For instance, it is common for medical students and residents to be instructed to do practice pelvic exams on anesthetized patients, and the practice is legal in 45 states. A 2007 study done in Canada — a country with a comprehensive single-payer system — revealed that over 70 percent of medical students had done practice pelvic exams on anesthetized patients, and women have reported pain and bruising from these unauthorized exams.

Teaching hospitals frequently regard their patients, especially those who lack the best commercial plans, as their property. In an online forum on The Student Doctor Network where the ethics of having trainees perform practice pelvic exams on anesthetized patients is debated, AmoryBlaine writes:

It’s surprising how worked up some people get over the issue. You will be naked on a brightly lit table for all to see. A medical student will put a tube into your bladder. We’re about to flay your belly open and remove your uterus and ovaries. But to do a pelvic exam! What a violation! If you get into this habit of being deathly afraid of the patient’s feelings about an internal exam you will never learn how.

Glorytaker writes:

When I was doing OB/GYN as a med student, the attending would have me do a pelvic right after the patient was under and before we started surgery. Of course, we were doing GYN-related surgery and he wanted me to note the difference before and after a cystocele or rectocele repair. We didn’t exactly get permission but it was for teaching purposes.

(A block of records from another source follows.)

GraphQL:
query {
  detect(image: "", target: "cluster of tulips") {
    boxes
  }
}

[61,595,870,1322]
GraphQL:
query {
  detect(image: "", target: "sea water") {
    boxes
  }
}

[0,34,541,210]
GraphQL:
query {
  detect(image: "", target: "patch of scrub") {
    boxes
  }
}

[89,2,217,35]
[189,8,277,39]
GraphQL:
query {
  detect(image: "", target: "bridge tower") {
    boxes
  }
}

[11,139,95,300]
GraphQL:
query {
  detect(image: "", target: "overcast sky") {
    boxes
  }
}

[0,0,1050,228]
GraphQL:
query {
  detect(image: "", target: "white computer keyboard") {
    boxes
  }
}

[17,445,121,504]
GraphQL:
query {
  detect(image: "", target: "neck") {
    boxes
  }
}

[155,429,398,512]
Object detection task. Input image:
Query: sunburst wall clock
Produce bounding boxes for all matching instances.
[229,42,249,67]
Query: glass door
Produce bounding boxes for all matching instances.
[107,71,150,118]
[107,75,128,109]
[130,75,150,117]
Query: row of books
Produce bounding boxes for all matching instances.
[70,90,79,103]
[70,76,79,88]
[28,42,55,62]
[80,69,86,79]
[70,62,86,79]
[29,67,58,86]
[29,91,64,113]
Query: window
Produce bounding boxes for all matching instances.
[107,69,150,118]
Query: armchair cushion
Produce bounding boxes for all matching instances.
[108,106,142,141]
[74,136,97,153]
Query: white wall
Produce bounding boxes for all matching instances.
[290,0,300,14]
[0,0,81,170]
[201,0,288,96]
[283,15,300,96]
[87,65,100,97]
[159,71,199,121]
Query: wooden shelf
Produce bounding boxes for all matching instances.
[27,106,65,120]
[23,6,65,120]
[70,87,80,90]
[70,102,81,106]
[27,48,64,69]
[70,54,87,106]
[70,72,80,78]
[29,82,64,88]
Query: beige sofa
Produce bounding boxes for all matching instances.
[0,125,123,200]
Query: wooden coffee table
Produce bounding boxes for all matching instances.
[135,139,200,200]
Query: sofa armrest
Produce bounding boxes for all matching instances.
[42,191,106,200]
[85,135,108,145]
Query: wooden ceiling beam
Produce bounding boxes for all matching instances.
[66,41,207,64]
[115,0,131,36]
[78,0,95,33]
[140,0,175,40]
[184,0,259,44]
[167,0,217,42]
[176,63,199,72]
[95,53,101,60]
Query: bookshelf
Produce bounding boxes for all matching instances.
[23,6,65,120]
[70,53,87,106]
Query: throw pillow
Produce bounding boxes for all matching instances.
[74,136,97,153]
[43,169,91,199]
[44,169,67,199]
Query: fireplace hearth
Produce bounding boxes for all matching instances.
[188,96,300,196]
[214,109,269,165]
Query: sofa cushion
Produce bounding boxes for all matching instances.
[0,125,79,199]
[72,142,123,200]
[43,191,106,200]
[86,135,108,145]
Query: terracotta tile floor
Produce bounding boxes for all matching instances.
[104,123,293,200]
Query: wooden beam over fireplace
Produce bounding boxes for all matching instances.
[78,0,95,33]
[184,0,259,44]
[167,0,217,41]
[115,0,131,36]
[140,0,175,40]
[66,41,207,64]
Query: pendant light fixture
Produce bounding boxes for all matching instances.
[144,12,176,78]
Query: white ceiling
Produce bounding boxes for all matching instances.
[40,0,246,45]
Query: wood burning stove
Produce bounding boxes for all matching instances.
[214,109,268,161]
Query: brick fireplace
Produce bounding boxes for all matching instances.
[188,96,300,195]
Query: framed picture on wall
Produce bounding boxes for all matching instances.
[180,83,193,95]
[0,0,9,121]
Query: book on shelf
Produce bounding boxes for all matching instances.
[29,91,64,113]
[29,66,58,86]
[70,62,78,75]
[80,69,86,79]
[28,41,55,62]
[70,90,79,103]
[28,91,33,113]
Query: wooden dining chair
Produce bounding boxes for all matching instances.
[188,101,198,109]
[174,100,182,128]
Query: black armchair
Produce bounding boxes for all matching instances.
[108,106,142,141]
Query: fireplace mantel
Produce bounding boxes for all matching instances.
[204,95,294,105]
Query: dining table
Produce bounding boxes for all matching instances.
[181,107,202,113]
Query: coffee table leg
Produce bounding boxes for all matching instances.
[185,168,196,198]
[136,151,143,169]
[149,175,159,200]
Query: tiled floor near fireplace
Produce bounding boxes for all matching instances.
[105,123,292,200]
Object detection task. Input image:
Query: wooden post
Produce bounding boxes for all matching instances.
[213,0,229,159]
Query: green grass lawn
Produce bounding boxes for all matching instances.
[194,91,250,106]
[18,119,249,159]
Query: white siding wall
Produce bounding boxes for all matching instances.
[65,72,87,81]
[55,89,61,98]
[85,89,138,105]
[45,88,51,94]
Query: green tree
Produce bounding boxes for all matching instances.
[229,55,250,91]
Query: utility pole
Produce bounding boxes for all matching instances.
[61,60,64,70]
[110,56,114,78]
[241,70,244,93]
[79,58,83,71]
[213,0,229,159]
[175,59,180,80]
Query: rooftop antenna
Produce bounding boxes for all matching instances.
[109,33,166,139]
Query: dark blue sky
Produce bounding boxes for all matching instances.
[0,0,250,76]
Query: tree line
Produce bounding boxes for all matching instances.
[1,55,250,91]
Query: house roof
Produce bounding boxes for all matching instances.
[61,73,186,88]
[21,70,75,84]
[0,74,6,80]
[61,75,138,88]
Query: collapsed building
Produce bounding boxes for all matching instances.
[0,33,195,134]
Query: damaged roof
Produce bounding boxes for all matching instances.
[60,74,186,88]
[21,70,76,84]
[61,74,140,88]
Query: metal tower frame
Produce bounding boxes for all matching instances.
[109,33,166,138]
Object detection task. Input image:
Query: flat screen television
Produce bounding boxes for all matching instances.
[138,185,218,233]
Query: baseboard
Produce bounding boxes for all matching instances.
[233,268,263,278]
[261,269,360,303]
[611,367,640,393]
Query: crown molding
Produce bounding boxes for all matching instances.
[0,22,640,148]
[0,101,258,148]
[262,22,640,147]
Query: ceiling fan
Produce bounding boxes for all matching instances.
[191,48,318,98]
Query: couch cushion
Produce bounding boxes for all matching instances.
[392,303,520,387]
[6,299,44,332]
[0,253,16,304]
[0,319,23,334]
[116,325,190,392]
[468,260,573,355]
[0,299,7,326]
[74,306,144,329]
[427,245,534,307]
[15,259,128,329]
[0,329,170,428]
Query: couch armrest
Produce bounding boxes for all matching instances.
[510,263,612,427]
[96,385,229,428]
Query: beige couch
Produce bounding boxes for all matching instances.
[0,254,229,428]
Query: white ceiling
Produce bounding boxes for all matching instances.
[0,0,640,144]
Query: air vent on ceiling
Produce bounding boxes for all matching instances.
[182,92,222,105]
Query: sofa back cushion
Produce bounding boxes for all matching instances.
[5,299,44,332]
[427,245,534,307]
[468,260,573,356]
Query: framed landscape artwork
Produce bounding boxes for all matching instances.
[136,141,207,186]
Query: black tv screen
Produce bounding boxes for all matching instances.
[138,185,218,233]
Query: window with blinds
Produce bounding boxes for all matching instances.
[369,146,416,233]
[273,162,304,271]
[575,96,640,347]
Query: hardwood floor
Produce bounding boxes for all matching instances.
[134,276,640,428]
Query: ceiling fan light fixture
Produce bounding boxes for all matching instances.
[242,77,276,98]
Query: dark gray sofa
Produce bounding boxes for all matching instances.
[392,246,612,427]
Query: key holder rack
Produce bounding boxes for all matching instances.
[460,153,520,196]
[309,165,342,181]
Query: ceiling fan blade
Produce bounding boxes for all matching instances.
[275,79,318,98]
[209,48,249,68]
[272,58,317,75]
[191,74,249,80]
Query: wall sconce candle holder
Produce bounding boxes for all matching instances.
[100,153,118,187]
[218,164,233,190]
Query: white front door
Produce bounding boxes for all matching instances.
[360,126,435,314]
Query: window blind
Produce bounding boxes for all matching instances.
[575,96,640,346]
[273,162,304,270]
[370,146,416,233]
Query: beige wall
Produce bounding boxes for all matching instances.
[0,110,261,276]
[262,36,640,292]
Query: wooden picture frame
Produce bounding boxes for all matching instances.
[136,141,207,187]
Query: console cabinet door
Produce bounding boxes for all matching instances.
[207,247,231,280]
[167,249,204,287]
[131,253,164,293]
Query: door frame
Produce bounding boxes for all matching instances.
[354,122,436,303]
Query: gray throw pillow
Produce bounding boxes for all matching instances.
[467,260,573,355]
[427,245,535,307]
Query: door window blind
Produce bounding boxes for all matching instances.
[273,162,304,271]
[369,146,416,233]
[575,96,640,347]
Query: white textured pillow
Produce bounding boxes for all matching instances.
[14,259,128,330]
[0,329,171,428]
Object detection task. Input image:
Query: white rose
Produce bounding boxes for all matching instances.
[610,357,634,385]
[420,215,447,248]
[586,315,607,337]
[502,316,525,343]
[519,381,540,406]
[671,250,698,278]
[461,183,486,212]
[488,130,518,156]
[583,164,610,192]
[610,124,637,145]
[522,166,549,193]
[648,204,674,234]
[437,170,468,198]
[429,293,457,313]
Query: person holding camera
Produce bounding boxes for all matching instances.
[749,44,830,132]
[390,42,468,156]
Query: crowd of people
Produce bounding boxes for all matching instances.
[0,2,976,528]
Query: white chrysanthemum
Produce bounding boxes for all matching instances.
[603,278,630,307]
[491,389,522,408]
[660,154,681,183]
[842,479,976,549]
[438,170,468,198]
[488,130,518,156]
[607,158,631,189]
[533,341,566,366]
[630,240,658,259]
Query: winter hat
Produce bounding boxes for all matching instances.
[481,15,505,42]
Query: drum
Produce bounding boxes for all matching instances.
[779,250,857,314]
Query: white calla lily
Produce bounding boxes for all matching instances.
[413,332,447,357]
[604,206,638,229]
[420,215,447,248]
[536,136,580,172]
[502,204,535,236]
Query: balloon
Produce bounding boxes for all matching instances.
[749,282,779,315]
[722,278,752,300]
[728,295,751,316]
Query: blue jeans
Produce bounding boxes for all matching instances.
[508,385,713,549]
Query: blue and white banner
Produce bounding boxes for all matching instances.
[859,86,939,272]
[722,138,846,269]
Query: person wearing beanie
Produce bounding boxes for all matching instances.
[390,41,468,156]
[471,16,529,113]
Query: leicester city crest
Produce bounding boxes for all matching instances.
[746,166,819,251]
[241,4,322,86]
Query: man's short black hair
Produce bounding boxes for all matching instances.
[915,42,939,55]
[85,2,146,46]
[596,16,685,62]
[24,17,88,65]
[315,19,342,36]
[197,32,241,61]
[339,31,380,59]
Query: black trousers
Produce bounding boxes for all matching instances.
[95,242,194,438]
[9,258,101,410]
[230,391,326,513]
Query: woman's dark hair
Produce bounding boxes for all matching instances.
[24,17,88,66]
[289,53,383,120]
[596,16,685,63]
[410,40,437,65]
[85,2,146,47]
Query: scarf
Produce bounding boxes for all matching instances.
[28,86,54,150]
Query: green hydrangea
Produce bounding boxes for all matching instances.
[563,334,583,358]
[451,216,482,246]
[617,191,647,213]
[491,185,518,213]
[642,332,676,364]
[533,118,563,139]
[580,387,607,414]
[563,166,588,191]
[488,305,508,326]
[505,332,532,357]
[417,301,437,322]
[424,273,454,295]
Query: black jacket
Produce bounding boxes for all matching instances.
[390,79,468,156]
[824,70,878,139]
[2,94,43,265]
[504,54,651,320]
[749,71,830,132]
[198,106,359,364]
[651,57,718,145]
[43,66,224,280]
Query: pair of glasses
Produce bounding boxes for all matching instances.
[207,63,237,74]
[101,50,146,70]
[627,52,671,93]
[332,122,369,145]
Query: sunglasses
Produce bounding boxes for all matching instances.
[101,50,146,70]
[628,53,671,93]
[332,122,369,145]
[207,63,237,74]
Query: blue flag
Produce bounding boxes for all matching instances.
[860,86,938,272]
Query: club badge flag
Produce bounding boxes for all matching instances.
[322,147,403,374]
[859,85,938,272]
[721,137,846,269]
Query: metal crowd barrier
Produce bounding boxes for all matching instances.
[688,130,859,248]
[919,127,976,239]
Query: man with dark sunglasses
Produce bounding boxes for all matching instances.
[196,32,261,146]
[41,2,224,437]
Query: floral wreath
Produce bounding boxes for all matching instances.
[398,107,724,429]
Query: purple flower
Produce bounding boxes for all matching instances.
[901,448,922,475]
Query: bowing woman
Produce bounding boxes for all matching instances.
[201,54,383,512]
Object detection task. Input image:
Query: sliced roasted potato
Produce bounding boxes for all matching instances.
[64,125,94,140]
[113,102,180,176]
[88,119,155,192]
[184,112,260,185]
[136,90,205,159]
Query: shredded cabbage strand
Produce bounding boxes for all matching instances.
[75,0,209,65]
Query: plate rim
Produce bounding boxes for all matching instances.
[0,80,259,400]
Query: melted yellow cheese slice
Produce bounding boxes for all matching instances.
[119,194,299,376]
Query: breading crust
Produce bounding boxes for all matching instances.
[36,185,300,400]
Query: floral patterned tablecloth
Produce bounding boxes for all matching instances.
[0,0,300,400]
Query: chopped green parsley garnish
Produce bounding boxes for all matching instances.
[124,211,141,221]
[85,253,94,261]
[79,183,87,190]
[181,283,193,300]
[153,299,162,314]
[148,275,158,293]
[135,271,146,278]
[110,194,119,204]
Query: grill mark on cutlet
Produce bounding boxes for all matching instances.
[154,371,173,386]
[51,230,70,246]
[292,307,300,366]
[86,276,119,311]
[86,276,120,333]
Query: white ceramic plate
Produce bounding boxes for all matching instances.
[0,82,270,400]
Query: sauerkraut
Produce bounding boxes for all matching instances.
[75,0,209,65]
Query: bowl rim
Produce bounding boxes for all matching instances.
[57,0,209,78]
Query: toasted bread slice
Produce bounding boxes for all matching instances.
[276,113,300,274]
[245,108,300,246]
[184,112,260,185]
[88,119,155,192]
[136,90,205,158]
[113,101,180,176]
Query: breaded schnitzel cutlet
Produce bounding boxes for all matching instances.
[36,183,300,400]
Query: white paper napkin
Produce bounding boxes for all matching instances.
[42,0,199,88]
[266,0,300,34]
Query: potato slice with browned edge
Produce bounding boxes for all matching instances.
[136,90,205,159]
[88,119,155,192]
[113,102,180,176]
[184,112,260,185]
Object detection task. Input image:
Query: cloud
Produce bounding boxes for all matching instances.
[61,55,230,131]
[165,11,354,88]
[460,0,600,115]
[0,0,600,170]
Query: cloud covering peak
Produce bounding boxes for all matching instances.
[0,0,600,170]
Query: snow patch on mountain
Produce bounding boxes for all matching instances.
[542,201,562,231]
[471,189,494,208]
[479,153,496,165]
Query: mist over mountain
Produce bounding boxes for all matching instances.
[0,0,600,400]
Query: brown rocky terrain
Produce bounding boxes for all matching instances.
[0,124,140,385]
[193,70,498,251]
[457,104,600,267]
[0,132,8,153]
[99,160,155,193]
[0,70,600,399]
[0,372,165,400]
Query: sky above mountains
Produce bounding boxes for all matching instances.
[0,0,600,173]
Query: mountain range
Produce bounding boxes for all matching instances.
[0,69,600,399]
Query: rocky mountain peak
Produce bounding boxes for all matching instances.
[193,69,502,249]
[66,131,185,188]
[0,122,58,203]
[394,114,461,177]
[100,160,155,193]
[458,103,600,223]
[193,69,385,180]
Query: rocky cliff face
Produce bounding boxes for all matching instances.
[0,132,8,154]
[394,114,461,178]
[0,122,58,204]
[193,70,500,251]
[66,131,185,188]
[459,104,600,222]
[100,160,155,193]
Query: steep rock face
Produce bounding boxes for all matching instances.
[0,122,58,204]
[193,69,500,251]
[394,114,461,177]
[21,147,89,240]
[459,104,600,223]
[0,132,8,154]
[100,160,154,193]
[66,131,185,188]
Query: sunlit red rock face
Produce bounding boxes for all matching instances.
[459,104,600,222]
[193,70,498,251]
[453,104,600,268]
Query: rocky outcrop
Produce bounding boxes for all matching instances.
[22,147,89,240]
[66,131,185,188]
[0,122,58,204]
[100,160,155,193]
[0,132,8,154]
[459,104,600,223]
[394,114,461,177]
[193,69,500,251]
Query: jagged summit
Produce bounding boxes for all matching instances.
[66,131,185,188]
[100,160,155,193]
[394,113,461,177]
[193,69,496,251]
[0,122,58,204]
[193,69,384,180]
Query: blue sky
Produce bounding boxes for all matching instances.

Any rational layperson would be able to tell you that this is unethical, and yet many medical students and residents would disagree. What does that say about our education system? Perhaps it is this sort of degenerate thinking that led The Stanford Encyclopedia of Philosophy to nonchalantly point out that “The turn of the 21st century has seen doubts surfacing about informed consent.” The fighter pilot that bombs wedding parties in Afghanistan and the impressionable trainee who is taught that it is acceptable to do practice pelvic exams on anesthetized patients have much in common. For they have both been inculcated with a profound sense of blind obedience.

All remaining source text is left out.